From the stage to the screen

Bryan Cranston's LBJ Goes All The Way

by Phil de Semlyen |
Published on

Everything Bryan Cranston touches is turning to awards at the moment, not least his theatrical interpretation of US President Lyndon B. Johnson in All The Way. That stage play, freshly garlanded in Tonys and other such trinkets, has just been picked up by HBO Films and Steven Spielberg’s Amblin Television.

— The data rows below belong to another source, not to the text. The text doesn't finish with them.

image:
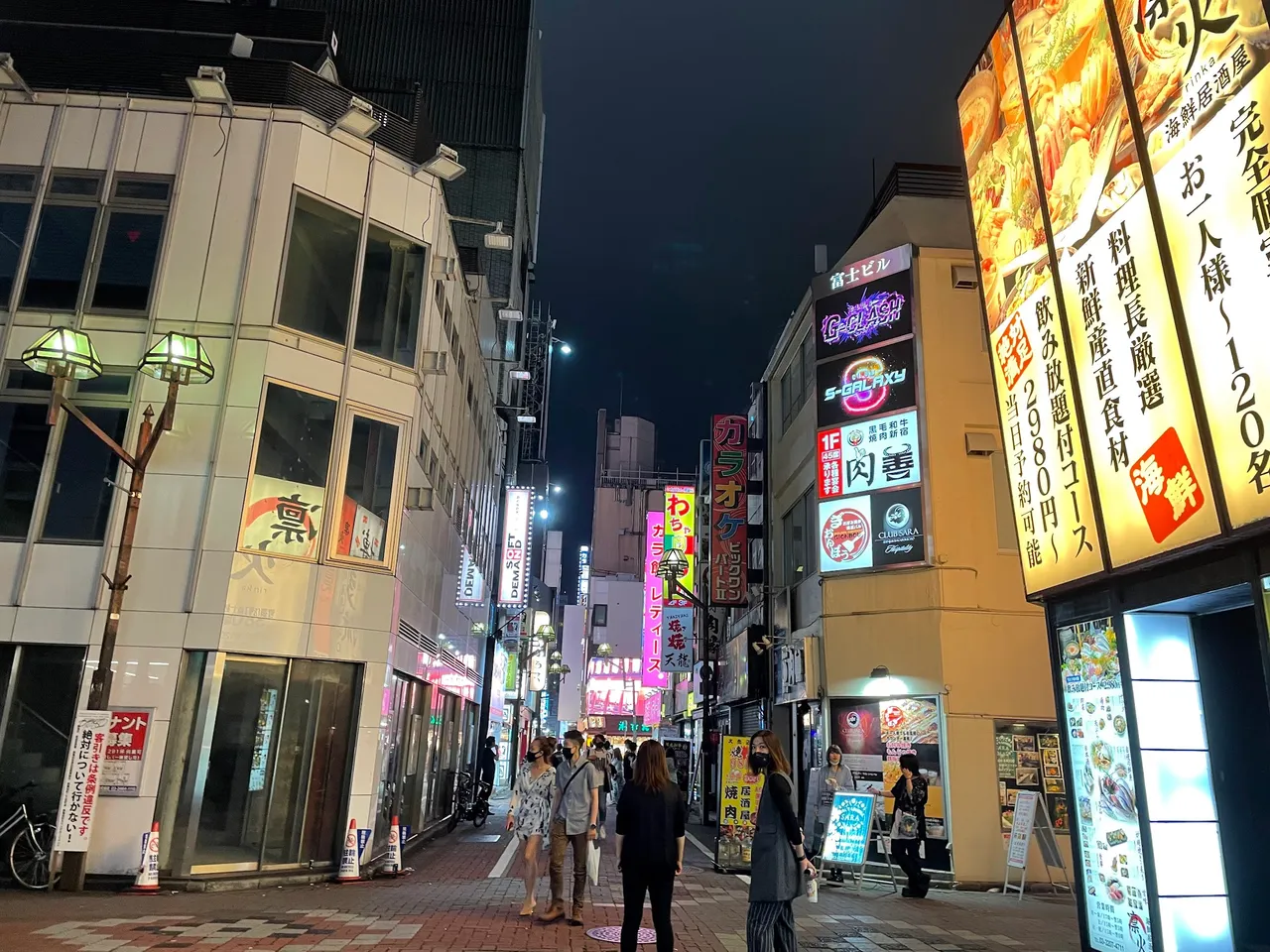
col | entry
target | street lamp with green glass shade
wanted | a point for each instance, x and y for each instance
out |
(64, 354)
(178, 358)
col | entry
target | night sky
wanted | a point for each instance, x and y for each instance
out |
(697, 151)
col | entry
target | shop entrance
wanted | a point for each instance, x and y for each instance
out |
(1214, 696)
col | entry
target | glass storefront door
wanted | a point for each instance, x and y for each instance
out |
(39, 690)
(262, 779)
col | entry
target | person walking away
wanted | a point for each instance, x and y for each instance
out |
(908, 828)
(778, 856)
(599, 761)
(530, 814)
(574, 811)
(651, 819)
(488, 769)
(835, 775)
(629, 760)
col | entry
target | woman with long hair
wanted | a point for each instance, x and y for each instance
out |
(778, 857)
(530, 814)
(651, 817)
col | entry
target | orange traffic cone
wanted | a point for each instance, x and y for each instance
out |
(394, 864)
(148, 876)
(349, 867)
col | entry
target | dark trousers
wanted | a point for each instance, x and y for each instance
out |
(770, 928)
(905, 852)
(559, 843)
(659, 885)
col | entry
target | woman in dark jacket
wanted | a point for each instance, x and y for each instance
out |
(651, 817)
(910, 794)
(778, 857)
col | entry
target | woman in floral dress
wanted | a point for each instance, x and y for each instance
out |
(530, 814)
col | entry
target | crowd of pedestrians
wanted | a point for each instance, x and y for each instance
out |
(561, 800)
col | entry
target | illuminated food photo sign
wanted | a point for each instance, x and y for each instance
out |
(875, 531)
(864, 385)
(1143, 365)
(867, 313)
(860, 457)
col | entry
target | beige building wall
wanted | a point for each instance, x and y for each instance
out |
(218, 276)
(961, 627)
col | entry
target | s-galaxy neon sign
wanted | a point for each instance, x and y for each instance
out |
(865, 385)
(864, 320)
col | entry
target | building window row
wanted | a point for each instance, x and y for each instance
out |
(90, 250)
(324, 484)
(59, 477)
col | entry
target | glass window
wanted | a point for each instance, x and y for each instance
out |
(128, 254)
(798, 552)
(388, 315)
(367, 490)
(17, 193)
(23, 440)
(56, 268)
(287, 495)
(321, 257)
(79, 506)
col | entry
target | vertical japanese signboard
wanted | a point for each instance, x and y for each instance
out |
(676, 640)
(1044, 442)
(1203, 94)
(1139, 416)
(81, 783)
(729, 562)
(654, 539)
(513, 580)
(681, 530)
(471, 581)
(125, 753)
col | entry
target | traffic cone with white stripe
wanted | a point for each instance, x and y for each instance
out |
(148, 876)
(393, 867)
(349, 867)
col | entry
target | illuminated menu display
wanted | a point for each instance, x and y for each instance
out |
(1109, 832)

A Broadway debut for Cranston, the play charts the troubled first year of the Johnson administration. There’s the aftermath of the Kennedy assassination, the small matter of Vietnam rumbling on ever more loudly, and the quest to pass a ground-breaking civil rights bill. Oh, and the small matter of an election to win.

Plenty, in other words, for the actor to get his teeth into in a TV movie that will be dramatised by original playwright Robert Schenkkan, a writer who clearly has a feel for the corridors of power and Cold War US foreign policy. He also has a pre-existing relationship with Spielberg and HBO, having penned four episodes of The Pacific.

As rumours (likely false) of a Walter White cameo in AMC’s Better Call Saul refuse to go away, Cranston will be seen in Jay Roach’s Dalton Trumbo biopic, Trumbo, playing the persecuted screenwriter, and after that, Errol Morris’s feature debut Holland, Michigan.